Vitamin D insufficiency was associated with triglyceride dyslipidemia, with an OR (95% CI) adjusted for BMI, physical activity, and sun exposure of 3.876 (1.427-10.525), p=0.008. In contrast, there was no significant association of vitamin D status with TC, LDL, and HDL dyslipidemia. These results are consistent with those of Alquaiz et al.[11], in their study of apparently healthy men and women, showed a significant excess odds ratio for elevated TG levels in association with 25(OH) D deficiency in women (AOR = 3.0; 95% CI = 1.1, 7.9), but not in men. Similarly, Jeenduang and Sangkaew [35] showed that elevated serum 25(OH)D levels were associated with a reduced risk of hypertriglyceridemia and reduced HDL-C levels, particularly in women. Furthermore, our study revealed that a serum vitamin D level ≤ 15.15 ng/ml may predicts the likelihood of hypertriglyceridemia with a sensitivity of 77.19% and a specificity of 52.26%.

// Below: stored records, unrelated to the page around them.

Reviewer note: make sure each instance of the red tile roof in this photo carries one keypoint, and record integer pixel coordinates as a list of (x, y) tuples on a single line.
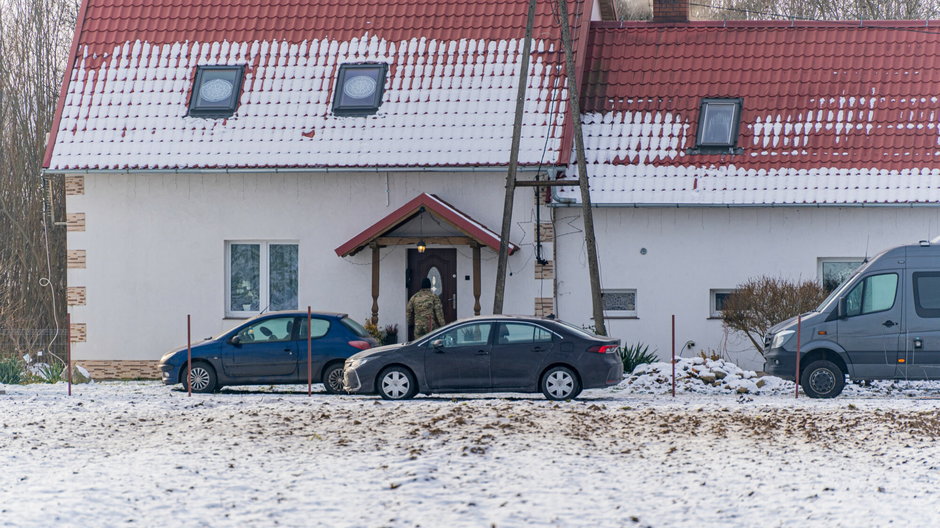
[(836, 101), (449, 96), (433, 205)]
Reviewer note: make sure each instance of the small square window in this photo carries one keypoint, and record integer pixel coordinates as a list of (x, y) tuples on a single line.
[(359, 89), (619, 302), (260, 276), (717, 299), (216, 91), (718, 125), (834, 271)]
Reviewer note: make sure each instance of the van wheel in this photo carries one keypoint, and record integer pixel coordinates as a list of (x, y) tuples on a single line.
[(822, 379)]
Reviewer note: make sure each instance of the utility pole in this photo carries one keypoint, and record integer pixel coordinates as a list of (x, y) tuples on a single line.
[(586, 211), (502, 263)]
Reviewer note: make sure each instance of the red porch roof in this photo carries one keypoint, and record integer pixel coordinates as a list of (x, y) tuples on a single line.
[(435, 206)]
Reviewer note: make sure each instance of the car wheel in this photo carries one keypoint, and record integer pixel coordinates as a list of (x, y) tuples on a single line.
[(397, 383), (202, 377), (333, 379), (822, 379), (560, 383)]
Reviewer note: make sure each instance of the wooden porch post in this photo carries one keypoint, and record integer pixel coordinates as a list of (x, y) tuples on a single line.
[(375, 283), (476, 279)]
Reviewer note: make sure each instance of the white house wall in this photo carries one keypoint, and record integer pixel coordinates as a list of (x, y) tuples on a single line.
[(155, 248), (693, 250)]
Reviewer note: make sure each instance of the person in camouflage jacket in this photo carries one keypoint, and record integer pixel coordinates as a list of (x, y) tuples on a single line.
[(424, 310)]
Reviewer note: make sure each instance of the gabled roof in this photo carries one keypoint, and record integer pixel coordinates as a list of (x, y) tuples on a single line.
[(833, 113), (430, 203), (449, 97)]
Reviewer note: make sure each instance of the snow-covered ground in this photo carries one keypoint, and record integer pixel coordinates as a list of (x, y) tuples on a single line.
[(141, 454)]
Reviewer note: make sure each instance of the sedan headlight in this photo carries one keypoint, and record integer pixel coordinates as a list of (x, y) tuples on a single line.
[(356, 363), (780, 338)]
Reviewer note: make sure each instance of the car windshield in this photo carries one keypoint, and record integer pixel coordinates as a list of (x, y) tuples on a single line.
[(356, 328), (840, 290)]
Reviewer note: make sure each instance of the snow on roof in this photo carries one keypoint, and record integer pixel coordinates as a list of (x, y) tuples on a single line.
[(833, 113), (449, 95)]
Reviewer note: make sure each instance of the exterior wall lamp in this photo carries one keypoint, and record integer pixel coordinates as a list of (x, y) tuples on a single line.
[(421, 245)]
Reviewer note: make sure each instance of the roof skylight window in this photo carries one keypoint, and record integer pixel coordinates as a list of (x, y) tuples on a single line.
[(359, 89), (718, 126), (216, 91)]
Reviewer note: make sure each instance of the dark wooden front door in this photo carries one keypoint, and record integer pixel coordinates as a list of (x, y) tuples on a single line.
[(439, 265)]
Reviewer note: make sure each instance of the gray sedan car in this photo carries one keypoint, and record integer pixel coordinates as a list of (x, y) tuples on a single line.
[(489, 354)]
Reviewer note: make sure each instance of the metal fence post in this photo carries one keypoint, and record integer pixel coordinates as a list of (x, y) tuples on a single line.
[(309, 354), (189, 355), (799, 331), (68, 348), (673, 355)]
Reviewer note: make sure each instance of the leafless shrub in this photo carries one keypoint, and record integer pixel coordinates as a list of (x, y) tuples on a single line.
[(35, 36), (762, 302)]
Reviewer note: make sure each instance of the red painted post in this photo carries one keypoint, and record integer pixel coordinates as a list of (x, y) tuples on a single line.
[(309, 354), (68, 348), (673, 355), (189, 355), (799, 331)]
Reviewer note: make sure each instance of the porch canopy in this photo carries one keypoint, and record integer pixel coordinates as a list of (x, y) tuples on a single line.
[(380, 234)]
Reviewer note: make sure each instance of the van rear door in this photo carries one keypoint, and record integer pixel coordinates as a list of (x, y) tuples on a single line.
[(873, 324), (921, 342)]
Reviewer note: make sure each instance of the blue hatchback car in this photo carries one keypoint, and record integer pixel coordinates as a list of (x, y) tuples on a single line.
[(271, 349)]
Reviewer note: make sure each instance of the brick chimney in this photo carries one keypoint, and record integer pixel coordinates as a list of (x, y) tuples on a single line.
[(670, 10)]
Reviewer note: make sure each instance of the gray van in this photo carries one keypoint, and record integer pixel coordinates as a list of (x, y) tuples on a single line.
[(881, 323)]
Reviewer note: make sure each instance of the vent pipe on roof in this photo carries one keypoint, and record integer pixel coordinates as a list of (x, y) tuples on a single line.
[(670, 10)]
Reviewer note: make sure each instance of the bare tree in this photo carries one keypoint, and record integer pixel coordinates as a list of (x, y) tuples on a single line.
[(762, 302), (793, 9), (34, 40)]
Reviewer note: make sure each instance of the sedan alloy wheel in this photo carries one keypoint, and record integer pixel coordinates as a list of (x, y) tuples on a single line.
[(333, 379), (560, 383), (397, 383), (202, 378)]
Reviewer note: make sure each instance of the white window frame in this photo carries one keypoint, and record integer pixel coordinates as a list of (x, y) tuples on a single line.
[(263, 273), (622, 313), (713, 312), (821, 260)]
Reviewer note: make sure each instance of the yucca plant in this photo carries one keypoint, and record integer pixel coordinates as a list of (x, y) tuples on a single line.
[(11, 370), (52, 372), (635, 355)]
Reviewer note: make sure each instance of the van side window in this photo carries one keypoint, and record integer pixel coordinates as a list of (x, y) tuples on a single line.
[(927, 293), (874, 294)]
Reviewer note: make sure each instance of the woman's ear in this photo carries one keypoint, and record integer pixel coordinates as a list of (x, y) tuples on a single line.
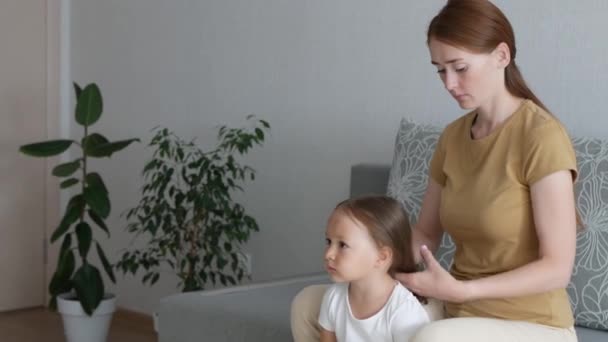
[(502, 55)]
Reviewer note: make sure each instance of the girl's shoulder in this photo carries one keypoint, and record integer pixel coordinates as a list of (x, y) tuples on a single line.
[(403, 299)]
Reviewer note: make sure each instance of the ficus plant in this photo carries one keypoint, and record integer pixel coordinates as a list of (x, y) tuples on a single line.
[(191, 223), (87, 210)]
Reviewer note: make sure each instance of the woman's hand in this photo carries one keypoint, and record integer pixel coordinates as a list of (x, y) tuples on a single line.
[(435, 281)]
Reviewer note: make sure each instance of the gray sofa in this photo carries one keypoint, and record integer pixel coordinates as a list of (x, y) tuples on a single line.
[(260, 312)]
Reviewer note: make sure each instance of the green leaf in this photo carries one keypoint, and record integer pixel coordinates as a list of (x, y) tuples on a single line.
[(94, 181), (93, 140), (72, 213), (99, 221), (89, 287), (89, 105), (66, 169), (105, 263), (98, 200), (46, 148), (68, 183), (85, 237), (259, 134), (60, 282), (107, 149)]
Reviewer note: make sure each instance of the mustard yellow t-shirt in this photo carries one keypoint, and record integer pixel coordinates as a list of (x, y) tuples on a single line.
[(487, 210)]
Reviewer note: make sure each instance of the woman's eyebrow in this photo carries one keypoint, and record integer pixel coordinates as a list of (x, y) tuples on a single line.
[(447, 62)]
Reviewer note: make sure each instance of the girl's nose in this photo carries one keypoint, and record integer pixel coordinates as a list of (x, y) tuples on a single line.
[(329, 253)]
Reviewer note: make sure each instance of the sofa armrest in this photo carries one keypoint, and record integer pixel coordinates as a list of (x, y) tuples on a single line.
[(369, 179)]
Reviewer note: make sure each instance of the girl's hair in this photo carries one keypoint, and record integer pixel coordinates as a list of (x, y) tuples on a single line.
[(479, 26), (388, 225)]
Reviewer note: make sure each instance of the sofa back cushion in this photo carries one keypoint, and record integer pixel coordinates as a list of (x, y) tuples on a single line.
[(588, 288)]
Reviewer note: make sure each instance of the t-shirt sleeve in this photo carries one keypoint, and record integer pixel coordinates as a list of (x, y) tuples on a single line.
[(407, 320), (549, 150), (436, 166), (327, 317)]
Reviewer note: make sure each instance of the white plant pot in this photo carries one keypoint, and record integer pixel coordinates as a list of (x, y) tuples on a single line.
[(80, 327)]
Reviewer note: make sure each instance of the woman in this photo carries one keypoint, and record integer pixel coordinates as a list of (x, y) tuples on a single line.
[(501, 184)]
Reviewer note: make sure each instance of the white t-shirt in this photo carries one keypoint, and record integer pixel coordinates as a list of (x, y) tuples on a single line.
[(398, 320)]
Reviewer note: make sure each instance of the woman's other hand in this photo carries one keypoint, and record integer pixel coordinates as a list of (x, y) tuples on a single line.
[(434, 281)]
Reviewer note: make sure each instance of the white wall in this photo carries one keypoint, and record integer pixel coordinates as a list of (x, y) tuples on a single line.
[(333, 78)]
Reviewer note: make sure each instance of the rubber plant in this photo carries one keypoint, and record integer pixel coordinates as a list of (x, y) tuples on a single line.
[(187, 215), (89, 206)]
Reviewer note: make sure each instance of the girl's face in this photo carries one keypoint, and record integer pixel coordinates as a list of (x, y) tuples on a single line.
[(473, 79), (351, 254)]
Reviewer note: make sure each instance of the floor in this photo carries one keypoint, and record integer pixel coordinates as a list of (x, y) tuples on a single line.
[(35, 325)]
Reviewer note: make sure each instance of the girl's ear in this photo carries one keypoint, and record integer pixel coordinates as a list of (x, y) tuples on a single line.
[(502, 55), (385, 257)]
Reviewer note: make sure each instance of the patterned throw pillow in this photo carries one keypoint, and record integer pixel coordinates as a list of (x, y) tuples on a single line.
[(414, 147), (588, 288)]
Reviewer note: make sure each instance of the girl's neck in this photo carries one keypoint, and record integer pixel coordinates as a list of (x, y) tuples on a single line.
[(369, 295)]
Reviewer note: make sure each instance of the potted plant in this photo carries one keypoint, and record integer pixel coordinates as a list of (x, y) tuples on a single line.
[(77, 286), (187, 214)]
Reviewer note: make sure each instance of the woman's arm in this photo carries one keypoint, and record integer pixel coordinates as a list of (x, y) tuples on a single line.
[(555, 220), (427, 230), (327, 336)]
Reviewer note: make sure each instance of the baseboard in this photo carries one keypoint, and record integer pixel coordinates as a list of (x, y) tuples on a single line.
[(134, 319)]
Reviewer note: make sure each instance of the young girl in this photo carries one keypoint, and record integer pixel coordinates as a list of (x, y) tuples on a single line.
[(368, 241)]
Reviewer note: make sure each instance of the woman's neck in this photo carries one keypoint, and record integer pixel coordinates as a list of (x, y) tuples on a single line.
[(369, 295), (492, 114)]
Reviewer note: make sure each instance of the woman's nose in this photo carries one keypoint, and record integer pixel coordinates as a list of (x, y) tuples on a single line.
[(449, 81)]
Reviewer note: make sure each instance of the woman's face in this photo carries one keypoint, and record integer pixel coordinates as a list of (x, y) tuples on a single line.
[(473, 79)]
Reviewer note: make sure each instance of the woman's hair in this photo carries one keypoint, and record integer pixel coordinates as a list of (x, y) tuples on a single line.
[(479, 26), (387, 223)]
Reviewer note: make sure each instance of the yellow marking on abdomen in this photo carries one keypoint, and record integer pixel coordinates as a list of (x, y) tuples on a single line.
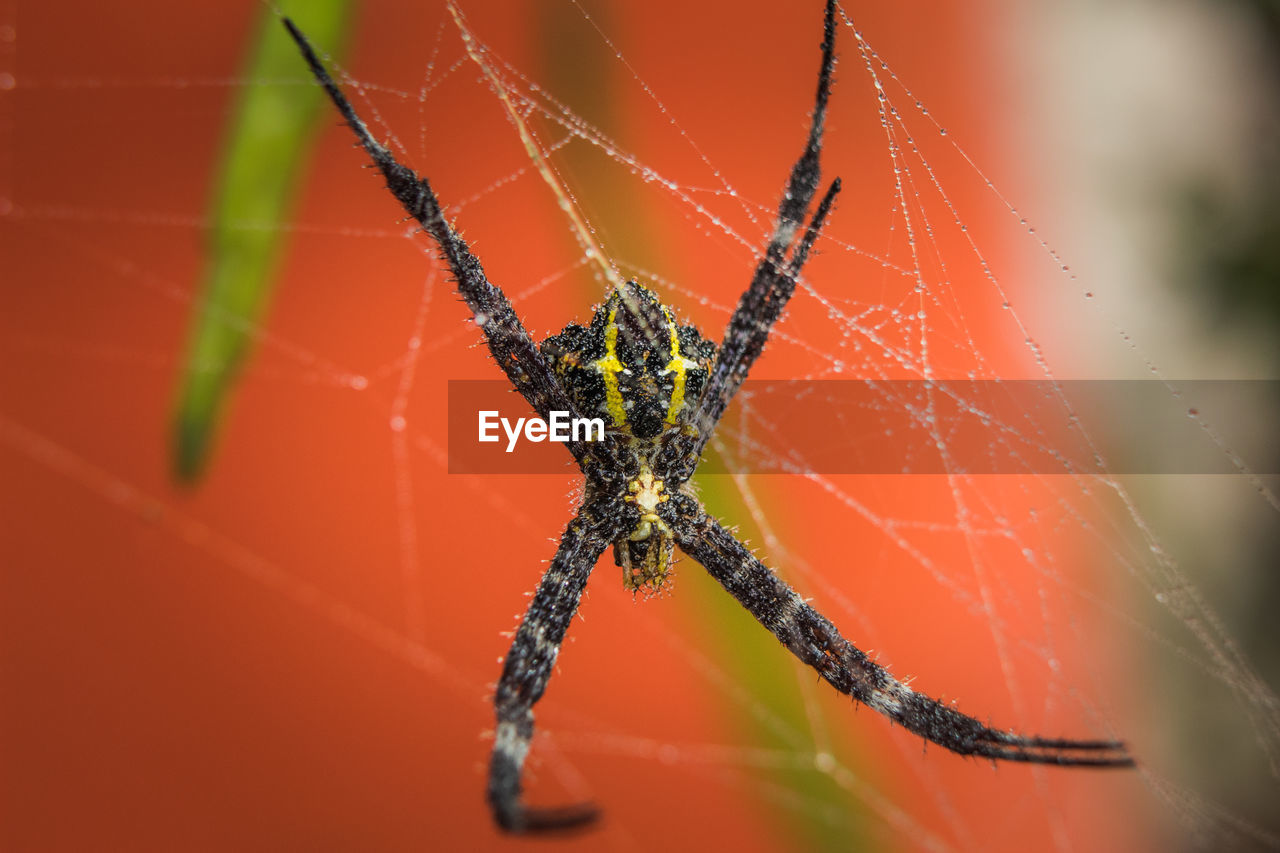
[(609, 368), (677, 365)]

The pathophysiology of vitamin D deficiency leading to lipid profile is unclear. Multiple mechanisms could explain the relationship between vitamin D and lipid and lipoprotein concentrations. Previous data suggest that increased intestinal calcium absorption may reduce fatty acids in the gut due to the formation of insoluble calcium fatty acid soaps complexes, increase fat absorption and reduce hepatic triglyceride levels [78]. Serum LDL-C levels are thought to be reduced by decreased fat absorption, particularly of saturated fatty acids [79,80]. Moreover, calcium may favor the translation of cholesterol into bile acids, thus reducing cholesterol levels [81]. Vitamin D has also been shown to play a role in cholesterol transport by regulating apolipoprotein A-1 levels, and may act to reduce LDL-C uptake, decrease foam cell formation and increase HDL-C production [82]. In addition, previous studies have provided strong evidence that vitamin D deficiency could be linked to altered B-cell function and insulin resistance, which may affect lipoprotein metabolism and eventually lead to elevated TG levels and decreased HDL-C levels [83,84]. Similarly, vitamin D can affect lipoprotein metabolism, with Larrick et al.[85], demonstrating that by regulating the expression of genes involving lipid metabolism, vitamin D enhances HDL-C levels, decreases fatty acid synthesis and improves fatty acid β-oxidation, thereby lowering triglyceride levels.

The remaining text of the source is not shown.